Page 1 of 1

Why is there no standard Duplicate file finder in Puppy?

Posted: Sat 23 Sep 2017, 01:57
by Puppyt
THAT old chestnut. Rears its ugly head periodically in the forums, but has been quiet lately despite my searches revealing no recent advances on command-line offerings of fdupes, fslint, rdupes etc. There is a gui for dupf that I downloaded via the Ubuntu repos with PPM (dupfinder 0.8 ) but I am returning an error with the 32-bit libraries on board

Code: Select all

dupfgui: error while loading shared libraries: libtiff.so.4: wrong ELF class: ELFCLASS64   
. I don't know how to address that problem - chasing realworld deadlines again and its just so frustrating that there doesn't appear to be a straightforward solution in Puppy Linux.
-Aha - finally got fdupes working, had problems with spaces in directory names that was borking my commands. I'll see how that goes. jdupes is a new fork on github that claims to be 10x faster, but that is a battle that I can't choose at this point in time.
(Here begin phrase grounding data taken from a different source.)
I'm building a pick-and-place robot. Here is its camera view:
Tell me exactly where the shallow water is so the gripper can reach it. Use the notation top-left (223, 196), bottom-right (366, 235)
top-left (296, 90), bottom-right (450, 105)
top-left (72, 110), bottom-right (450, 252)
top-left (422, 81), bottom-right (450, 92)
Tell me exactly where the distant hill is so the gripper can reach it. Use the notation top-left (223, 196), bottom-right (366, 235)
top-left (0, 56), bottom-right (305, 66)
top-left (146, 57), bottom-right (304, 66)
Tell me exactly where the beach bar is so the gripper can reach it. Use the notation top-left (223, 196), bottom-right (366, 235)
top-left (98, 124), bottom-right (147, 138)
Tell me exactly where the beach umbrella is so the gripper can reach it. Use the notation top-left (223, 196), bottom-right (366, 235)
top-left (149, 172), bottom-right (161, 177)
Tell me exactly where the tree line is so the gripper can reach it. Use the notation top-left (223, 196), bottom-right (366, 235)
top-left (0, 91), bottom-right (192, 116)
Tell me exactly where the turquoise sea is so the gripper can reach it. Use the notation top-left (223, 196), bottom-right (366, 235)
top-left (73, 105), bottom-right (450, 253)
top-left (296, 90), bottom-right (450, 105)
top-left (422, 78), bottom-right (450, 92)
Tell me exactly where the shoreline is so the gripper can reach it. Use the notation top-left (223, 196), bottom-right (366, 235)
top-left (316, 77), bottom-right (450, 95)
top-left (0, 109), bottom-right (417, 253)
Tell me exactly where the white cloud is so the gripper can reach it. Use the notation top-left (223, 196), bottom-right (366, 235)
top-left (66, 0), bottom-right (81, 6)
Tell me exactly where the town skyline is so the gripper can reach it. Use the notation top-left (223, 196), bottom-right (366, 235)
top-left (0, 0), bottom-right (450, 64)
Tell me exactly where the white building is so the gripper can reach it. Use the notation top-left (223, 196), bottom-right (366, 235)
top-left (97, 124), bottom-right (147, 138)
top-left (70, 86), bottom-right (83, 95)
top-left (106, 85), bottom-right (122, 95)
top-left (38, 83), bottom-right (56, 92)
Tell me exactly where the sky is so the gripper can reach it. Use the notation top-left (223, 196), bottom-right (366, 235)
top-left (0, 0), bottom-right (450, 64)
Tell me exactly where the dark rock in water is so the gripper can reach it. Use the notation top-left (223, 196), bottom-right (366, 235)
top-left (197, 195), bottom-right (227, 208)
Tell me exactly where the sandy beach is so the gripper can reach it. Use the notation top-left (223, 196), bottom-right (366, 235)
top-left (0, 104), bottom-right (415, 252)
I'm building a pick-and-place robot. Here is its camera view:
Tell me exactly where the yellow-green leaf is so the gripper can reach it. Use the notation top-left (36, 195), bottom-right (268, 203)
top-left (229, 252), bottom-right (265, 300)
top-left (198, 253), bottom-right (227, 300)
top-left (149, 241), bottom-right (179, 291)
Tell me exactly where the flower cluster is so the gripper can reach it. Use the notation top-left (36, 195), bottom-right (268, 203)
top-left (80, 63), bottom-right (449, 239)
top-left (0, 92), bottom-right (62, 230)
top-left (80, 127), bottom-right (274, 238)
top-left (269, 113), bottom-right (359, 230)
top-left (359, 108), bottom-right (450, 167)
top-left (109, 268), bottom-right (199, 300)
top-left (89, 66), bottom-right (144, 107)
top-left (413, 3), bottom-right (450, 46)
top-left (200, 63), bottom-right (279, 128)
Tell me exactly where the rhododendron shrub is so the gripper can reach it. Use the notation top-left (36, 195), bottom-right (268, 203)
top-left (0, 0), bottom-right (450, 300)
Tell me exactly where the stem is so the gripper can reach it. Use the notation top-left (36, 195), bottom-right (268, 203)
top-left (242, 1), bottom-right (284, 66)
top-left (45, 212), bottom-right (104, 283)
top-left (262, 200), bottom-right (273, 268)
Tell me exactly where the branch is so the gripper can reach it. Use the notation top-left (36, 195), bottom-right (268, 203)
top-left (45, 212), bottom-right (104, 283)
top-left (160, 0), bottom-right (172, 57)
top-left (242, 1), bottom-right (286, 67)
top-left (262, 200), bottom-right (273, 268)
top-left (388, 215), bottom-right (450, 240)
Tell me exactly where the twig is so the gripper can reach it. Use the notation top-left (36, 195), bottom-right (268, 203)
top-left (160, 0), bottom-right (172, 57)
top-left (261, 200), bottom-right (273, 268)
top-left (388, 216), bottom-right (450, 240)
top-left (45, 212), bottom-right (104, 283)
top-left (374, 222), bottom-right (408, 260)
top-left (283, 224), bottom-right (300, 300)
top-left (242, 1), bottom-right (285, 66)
I intend to revisit this topic periodically with results of my spring-cleaning attempts more thoroughly, but anyone with a satisfactory duplicate file finder solution (preferably GUI) please post your workarounds. I guess my main gripe is that it seems strange not to have a built-in application within Puppy. I wonder how difficult it would be to expand pFind's "advanced" functions into duplicate file finding??
Thanks in advance for your input.

Posted: Sat 23 Sep 2017, 11:10
by trapster
This will list dupe files in a console.
Run this in the directory you want to search,

Code: Select all

find -not -empty -type f -printf "%s\n" | sort -rn | uniq -d | xargs -I{} -n1 find -type f -size {}c -print0 | xargs -0 md5sum | sort | uniq -w32 --all-repeated=separate

Posted: Sun 24 Sep 2017, 02:57
by MochiMoppel
trapster wrote:Run this in the directory you want to search
...and go out for lunch :lol:
At least on my system this is VERY slow and I wonder why this monster was overwhelmingly voted as best solution on commandlinefu.com.
The claim that it "saves time by comparing size first, then md5sum" sounds convincing but unfortunately isn't true. My result for directory /usr/share:
real 2m56.738s
user 0m33.748s
sys 2m22.264s

The No.3 on the list is much shorter and faster. Slightly modified for camparibility:

Code: Select all

find -not -empty -type f -exec md5sum '{}' ';' | sort | uniq -w32 --all-repeated=separate
real 0m24.203s
user 0m0.767s
sys 0m2.293s

That was much better, but still not good. This would be really fast:

Code: Select all

find  -not -empty -type f -print0 | xargs -0 md5sum | sort | uniq -w32 --all-repeated=separate
real 0m1.235s
user 0m0.627s
sys 0m0.737s

.

Posted: Sun 24 Sep 2017, 02:58
by Puppyt
Thanks trapster :) Stil on the hunt for a GUI of some sort for assessing which backups/duplicates to delete - dupfgui might be the best of a (?) Linux bunch.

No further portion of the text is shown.